Deklaracja Obamy padła podczas Zgromadzenia Ogólnego ONZ w Nowym Jorku.
Prezydent Barack Obama oświadczył, że Stany Zjednoczone nie dopuszczą do tego, by władze w Teheranie weszły w posiadanie broni jądrowej. Wyraził jednak nadzieję na porozumienie w tej sprawie.
- Jesteśmy zachęceni faktem, że prezydent Rouhani otrzymał od narodu irańskiego mandat do prowadzenia bardziej umiarkowanego kursu. Biorąc pod uwagę deklarację prezydenta Rouhaniego o chęci porozumienia, deleguję Johna Kerry'ego do rozmów z rządem Iranu - powiedział Obama.
Przyznał też, że po obu stronach jest duża nieufność. Pierwszym krokiem do jej przełamania ma być zagwarantowanie, że Iran nie realizuje programu produkcji broni jądrowej.

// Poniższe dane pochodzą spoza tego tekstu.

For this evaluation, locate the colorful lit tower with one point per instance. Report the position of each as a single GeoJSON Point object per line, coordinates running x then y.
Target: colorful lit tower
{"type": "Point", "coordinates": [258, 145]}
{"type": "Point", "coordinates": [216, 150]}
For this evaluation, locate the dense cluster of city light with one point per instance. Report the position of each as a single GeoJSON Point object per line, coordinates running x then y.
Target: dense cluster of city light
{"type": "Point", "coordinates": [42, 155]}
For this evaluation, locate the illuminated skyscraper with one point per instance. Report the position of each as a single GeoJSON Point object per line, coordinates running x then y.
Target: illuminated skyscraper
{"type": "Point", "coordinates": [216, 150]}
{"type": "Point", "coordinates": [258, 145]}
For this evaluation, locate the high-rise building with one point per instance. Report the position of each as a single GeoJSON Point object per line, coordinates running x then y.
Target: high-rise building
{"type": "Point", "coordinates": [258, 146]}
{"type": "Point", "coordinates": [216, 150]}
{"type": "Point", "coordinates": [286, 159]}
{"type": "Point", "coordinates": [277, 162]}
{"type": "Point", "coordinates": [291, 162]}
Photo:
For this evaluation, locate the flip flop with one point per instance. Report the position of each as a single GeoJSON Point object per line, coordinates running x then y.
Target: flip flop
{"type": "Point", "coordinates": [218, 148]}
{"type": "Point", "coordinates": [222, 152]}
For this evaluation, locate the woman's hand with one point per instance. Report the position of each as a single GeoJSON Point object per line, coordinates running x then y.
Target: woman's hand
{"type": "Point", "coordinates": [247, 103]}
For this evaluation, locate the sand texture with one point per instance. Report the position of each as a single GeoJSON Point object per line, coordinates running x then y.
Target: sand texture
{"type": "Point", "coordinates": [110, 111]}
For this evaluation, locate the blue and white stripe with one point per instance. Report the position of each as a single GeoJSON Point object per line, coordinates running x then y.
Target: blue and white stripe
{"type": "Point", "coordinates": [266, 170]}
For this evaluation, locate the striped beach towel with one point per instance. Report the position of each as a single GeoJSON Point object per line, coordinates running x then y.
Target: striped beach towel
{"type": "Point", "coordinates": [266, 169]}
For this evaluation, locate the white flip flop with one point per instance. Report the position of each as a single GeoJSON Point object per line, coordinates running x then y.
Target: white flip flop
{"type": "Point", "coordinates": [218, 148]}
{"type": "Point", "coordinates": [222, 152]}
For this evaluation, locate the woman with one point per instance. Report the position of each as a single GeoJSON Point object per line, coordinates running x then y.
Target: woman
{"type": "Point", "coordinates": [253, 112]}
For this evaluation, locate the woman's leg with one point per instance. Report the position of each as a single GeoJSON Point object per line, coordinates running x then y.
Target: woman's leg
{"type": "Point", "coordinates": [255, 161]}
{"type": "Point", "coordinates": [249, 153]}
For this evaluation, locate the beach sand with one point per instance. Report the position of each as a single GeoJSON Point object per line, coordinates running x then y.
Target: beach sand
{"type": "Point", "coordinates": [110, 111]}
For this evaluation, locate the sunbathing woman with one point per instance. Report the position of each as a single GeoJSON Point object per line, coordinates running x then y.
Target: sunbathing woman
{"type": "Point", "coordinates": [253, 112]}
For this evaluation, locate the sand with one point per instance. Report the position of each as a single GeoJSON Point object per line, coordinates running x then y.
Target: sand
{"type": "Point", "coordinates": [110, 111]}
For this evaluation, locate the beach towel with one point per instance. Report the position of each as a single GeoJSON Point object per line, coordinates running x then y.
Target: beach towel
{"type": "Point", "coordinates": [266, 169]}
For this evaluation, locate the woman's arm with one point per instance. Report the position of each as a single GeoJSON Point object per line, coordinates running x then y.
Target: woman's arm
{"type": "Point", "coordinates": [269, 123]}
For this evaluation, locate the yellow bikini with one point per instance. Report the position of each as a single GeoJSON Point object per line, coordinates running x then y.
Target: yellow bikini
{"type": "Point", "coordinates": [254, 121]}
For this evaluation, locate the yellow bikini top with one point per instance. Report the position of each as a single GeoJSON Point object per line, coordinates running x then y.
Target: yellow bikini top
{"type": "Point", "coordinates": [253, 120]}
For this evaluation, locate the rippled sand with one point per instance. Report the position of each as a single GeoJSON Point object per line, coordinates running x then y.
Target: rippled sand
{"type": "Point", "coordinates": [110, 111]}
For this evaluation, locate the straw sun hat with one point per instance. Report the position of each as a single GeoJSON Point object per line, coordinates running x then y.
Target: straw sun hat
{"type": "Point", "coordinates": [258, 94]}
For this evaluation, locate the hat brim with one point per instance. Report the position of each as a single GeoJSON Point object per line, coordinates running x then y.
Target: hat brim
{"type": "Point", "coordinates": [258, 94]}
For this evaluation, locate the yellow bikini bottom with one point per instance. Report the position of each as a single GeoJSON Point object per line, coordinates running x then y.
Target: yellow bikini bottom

- Nie dążymy do zmiany władzy w Iranie i respektujemy prawo narodu irańskiego do posiadania pokojowej energii nuklearnej - dodał Obama. Wyraził jednocześnie nadzieję, że pomiędzy USA i Iranem uda się zbudować relacje oparte na wzajemnych interesach i wzajemnym szacunku.
Zgromadzeni w ONZ politycy i dyplomaci z całego świata czekają teraz na odpowiedź Iranu.